WASHINGTON – Monica Goodling, once Attorney General Alberto Gonzales’ White House liaison, would be granted immunity from prosecution and forced to testify under a plan being considered by a House panel probing the firings of federal prosecutors.
House Judiciary Committee Chairman John Conyers said Tuesday that Goodling, who has refused to testify, has much to contribute to the investigation.
“I am hopeful we can approve immunity so that we can schedule her to testify as soon as possible and begin to clear up the many inconsistencies and gaps surrounding this matter,” said Conyers, D-Mich.
“She’s at the nexus of the relationship between the White House and the Justice Department,” added Sen. Charles Schumer, D-N.Y.
Conyers had scheduled a committee vote today on granting Goodling immunity but agreed late Tuesday to a request from the panel’s Republicans to postpone it a week, said a committee spokeswoman. A two-thirds majority vote on the committee would be required to grant her immunity.
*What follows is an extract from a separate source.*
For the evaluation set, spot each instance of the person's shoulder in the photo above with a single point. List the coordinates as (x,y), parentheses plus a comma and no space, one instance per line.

The panel has 22 Democrats and 17 Republicans.
Goodling quit her job as senior counsel to Gonzales and the Justice Department’s liaison with the White House amid the mushrooming furor over the firing of eight U.S. attorneys, then refused to testify before House and Senate committees, invoked her Fifth Amendment right against self-incrimination. She and her lawyer have said any testimony could amount to a perjury trap.